In May, according to the Finance & Leasing Association, the volume of completed secured loans was 17% higher than May 2011 — and passed the £300m mark for the first time since November 2010. The FLA also noted that secured loans grew by 14% by value in the first quarter and 4% by volume.
Our own numbers confirm a solid growth trend, too. During the first half of 2012, the number of secured loans we arranged was 40% higher than in the first half of 2011 while gross lending volumes were up 55% on last year.
With the mainstream mortgage market still on the ropes — and lenders remaining ultra-conservative — it’s not hard to see why secured lending is once again becoming a viable alternative for brokers and their clients.
It’s not that the demand wasn’t always there — it has been. It’s just that in recent years the supply of secured loans has been weak. However with the arrival of new lenders, increased liquidity and renewed competition this is beginning to change.
Brokers are increasingly rediscovering the role secured loans can play and the obstacles they can help people overcome.
As a result of this we expect the secured loans market to continue to grow strongly in both the short and medium term, as the lending market becomes increasingly fragmented and diverse. Alternative finance is a major growth sector and the Government is now firmly behind it.
So when are secured loans appropriate? They can be the right option in no end of contexts, from when a remortgage is out of the question due to early repayment charges to if an adverse credit record has arisen since inception (and in this day and age, it doesn’t take much for a credit profile to become adverse).

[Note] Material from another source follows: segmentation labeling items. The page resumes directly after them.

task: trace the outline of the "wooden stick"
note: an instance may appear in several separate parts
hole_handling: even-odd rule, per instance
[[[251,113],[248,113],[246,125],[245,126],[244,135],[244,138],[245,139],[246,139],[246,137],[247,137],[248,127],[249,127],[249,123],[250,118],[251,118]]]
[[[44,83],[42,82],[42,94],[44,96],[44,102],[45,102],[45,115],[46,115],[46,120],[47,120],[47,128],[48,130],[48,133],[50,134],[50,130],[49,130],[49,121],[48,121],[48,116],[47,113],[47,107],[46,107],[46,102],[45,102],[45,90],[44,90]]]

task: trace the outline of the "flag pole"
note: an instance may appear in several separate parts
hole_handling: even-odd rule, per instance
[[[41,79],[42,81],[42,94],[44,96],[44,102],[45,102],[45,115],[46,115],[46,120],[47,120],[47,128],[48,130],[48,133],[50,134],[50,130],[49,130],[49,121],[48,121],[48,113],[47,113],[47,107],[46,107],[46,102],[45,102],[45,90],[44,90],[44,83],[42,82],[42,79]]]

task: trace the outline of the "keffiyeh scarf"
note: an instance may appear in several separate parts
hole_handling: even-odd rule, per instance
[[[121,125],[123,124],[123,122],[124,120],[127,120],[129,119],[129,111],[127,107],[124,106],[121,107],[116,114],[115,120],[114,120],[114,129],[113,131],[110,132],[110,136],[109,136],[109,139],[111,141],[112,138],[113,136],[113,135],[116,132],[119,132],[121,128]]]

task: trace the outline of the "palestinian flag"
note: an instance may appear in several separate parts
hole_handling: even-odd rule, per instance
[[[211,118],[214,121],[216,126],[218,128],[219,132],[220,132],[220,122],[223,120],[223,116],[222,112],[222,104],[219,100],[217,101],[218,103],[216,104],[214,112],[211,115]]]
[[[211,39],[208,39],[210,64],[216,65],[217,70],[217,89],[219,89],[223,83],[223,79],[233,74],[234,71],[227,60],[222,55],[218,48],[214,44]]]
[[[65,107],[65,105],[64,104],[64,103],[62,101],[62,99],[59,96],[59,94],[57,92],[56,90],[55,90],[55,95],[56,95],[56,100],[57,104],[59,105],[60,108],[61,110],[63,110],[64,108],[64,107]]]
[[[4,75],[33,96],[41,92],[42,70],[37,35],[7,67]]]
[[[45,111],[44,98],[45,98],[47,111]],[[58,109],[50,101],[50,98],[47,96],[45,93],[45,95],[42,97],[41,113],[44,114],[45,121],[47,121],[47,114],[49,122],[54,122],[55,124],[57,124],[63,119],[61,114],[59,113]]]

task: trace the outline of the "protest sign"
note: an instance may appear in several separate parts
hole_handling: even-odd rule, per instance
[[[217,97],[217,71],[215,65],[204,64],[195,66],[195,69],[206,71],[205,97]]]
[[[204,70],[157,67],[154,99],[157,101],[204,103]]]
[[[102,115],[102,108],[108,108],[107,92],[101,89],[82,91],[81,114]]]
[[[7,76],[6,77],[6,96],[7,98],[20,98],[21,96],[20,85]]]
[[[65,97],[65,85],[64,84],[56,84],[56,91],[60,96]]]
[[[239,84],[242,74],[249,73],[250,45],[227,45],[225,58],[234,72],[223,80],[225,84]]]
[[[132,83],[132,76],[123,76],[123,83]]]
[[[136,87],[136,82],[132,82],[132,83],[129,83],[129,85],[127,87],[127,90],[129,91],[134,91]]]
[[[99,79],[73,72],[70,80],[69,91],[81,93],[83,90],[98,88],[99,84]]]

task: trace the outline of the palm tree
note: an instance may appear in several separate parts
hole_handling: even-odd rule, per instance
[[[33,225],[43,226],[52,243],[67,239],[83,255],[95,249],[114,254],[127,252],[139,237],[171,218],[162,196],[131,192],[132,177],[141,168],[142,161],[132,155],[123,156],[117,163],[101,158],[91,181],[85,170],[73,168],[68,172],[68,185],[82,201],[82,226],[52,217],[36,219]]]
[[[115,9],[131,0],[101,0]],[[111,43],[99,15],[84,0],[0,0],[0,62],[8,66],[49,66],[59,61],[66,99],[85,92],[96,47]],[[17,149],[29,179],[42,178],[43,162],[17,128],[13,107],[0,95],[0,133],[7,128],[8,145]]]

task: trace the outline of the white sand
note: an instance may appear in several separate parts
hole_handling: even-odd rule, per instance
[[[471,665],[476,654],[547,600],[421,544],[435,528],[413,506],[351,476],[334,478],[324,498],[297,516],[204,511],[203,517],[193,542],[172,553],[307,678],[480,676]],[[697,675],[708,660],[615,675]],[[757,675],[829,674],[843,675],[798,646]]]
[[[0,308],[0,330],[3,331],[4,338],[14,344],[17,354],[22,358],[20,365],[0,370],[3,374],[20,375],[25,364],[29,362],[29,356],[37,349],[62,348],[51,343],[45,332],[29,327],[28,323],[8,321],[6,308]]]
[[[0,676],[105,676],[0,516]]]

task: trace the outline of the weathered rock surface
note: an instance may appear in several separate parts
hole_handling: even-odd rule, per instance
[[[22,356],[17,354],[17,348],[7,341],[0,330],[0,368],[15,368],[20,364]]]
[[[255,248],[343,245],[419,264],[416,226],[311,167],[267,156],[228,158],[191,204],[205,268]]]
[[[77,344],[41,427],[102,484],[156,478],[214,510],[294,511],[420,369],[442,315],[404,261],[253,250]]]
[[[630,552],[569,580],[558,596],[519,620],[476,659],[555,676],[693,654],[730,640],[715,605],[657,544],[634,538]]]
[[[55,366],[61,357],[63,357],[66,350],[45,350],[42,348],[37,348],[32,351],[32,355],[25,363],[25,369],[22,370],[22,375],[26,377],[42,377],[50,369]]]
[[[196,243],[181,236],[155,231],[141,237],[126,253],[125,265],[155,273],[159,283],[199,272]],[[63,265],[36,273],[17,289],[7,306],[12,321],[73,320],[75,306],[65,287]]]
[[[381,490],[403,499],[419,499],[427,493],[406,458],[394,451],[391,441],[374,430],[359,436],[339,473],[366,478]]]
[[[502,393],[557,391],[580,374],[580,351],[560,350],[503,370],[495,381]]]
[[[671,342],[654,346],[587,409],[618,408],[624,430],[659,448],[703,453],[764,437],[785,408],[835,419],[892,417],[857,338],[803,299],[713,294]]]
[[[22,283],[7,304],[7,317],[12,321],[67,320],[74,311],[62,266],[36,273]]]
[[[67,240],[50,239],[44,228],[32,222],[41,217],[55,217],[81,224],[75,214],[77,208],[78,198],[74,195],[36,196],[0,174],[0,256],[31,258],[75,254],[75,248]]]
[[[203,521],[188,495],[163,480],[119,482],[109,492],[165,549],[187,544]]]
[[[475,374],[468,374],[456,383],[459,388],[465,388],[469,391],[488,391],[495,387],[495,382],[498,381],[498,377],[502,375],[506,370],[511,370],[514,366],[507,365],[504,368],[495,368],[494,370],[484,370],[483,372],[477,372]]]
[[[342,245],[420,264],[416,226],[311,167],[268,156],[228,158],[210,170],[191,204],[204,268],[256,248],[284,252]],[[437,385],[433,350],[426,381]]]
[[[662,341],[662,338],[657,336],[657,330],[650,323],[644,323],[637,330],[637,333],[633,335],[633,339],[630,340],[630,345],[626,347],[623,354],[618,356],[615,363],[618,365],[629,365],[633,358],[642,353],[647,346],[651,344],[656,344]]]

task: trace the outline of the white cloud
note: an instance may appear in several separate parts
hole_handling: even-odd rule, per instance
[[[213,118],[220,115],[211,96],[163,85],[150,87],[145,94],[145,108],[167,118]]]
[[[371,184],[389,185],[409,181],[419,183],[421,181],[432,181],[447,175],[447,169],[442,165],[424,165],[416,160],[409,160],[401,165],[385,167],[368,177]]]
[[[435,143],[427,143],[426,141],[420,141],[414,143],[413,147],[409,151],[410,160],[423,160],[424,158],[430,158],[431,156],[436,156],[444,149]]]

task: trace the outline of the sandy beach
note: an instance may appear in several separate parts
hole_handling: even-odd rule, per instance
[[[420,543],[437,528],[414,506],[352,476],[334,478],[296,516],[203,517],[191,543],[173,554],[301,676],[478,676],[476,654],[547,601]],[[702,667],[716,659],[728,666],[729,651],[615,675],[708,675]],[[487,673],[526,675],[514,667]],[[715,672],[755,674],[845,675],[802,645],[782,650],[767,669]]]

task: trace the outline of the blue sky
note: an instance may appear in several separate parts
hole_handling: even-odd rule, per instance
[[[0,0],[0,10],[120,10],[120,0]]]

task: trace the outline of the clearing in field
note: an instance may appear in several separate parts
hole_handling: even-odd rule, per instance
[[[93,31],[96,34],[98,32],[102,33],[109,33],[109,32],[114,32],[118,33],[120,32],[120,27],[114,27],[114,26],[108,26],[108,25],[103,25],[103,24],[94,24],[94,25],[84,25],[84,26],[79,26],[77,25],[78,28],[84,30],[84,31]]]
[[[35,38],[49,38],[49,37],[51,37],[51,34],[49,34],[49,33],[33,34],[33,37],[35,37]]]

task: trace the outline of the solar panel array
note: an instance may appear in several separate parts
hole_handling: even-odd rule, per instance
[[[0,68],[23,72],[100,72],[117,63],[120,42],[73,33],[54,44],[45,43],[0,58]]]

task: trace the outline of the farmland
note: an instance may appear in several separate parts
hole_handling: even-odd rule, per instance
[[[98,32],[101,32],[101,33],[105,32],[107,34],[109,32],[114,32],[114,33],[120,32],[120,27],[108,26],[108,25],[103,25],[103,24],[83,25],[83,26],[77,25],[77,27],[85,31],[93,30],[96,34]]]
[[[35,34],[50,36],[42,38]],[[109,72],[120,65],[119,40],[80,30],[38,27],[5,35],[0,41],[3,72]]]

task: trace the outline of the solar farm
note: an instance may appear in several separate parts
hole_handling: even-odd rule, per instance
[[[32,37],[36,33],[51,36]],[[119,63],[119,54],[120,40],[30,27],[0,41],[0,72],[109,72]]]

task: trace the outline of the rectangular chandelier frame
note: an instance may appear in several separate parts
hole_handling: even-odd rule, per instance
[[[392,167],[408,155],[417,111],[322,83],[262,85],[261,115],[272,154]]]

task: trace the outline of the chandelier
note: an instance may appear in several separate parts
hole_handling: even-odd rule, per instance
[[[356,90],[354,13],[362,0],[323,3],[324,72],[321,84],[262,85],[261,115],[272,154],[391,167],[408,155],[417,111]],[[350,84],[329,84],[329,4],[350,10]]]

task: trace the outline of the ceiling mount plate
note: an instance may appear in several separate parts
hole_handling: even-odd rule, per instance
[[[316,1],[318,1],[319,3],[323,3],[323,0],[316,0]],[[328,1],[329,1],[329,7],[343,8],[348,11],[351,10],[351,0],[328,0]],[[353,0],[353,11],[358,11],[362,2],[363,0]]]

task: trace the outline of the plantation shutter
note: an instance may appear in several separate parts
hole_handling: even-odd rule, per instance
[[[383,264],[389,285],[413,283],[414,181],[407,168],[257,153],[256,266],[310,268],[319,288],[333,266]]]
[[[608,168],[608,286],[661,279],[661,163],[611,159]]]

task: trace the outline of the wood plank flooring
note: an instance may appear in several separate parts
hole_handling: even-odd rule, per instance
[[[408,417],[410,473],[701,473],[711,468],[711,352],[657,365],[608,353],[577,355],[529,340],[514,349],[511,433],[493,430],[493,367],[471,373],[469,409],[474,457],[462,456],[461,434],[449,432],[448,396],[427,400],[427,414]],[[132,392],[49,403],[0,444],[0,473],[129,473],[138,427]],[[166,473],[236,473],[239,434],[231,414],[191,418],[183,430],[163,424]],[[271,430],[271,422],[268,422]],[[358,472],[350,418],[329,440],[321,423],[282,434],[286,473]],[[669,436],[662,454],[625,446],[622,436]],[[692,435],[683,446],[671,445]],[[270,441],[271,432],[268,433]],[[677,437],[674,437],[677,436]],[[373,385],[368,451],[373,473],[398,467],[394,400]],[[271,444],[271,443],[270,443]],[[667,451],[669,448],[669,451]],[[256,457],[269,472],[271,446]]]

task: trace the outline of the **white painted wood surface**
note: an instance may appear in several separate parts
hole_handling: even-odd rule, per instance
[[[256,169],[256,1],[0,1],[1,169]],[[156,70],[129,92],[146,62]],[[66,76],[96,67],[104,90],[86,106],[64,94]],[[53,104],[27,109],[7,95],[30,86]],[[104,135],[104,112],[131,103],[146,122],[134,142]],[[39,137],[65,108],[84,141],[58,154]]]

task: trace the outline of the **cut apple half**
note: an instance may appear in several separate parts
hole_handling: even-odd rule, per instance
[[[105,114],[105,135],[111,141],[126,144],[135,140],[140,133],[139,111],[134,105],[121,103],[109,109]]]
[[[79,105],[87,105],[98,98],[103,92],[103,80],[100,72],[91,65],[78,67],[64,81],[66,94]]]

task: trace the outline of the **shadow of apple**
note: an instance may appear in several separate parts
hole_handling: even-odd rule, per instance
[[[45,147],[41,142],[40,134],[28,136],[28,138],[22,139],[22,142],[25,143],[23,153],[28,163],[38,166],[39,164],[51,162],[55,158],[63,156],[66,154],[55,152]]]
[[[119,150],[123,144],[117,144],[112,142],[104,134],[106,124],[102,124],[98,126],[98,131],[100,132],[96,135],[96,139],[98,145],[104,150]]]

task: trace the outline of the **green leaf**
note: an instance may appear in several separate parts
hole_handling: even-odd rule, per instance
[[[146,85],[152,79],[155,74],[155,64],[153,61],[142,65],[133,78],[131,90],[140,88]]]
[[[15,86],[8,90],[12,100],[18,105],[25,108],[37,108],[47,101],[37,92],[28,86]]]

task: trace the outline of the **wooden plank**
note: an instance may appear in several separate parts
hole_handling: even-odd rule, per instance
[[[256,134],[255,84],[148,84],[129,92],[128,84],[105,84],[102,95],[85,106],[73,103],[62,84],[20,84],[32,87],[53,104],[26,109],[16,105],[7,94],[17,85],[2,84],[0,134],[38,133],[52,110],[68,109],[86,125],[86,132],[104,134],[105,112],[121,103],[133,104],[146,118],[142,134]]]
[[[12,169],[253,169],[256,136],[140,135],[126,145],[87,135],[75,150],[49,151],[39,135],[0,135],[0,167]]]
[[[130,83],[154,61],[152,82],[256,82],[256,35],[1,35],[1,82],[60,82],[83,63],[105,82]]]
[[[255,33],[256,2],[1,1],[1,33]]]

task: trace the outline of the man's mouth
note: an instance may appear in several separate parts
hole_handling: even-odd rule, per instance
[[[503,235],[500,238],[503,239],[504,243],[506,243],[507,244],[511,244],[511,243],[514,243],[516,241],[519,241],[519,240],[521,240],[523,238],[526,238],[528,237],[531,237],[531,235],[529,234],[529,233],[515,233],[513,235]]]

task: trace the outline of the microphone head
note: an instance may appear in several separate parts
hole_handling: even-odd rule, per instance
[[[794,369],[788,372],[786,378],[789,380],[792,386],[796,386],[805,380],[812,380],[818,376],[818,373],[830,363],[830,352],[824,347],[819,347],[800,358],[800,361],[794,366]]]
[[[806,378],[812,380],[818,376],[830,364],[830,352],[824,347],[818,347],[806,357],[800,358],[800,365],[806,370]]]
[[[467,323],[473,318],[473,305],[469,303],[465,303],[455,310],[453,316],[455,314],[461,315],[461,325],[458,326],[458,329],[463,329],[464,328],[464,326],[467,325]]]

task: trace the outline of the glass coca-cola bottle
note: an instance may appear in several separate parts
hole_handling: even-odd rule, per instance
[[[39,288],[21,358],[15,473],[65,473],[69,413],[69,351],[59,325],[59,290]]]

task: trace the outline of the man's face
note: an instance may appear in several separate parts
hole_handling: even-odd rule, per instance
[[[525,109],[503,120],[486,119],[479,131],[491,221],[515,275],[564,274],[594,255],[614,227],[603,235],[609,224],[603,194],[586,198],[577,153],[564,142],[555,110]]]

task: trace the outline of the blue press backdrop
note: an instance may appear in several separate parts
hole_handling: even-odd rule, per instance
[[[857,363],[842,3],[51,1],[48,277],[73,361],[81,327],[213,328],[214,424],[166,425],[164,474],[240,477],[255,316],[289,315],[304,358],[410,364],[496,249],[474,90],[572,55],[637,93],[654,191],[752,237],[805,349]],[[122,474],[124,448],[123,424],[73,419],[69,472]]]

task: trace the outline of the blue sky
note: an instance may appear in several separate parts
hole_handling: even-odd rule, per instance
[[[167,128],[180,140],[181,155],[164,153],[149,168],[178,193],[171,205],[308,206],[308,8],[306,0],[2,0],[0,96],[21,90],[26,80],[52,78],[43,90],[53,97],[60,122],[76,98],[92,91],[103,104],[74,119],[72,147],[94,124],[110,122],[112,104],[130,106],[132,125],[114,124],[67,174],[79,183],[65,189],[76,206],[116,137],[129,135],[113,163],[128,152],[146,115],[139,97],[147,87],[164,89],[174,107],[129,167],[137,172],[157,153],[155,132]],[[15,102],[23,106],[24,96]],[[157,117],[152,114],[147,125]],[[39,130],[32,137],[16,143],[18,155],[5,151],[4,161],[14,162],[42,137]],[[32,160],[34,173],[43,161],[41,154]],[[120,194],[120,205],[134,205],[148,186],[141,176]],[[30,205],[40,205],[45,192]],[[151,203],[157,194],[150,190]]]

Crucially, secured loans can be used for pretty much any legitimate purpose, such as paying for a car, holiday, home improvements or clearing credit commitments, leaving people with just one manageable monthly payment. And usefully, they may even be available to people who have had difficulty keeping up payments in the past or have a poor credit rating.
Unlike mortgages there are no up-front fees payable on application for a secured loan. There are costs associated with the application like arranging a valuation and processing but at Enterprise Finance we take care of these so clients have nothing to pay initially.
Brokers will be glad to hear that processing times are far shorter for secured loans with a typical completion time of just 2–3 weeks. Interest payments can also run for a shorter period than the client’s mortgage which can be handy.
And last but not least where applicable the broker fee payable upon completion can be added to the loan but if the loan does not proceed for any reason then the client pays nothing.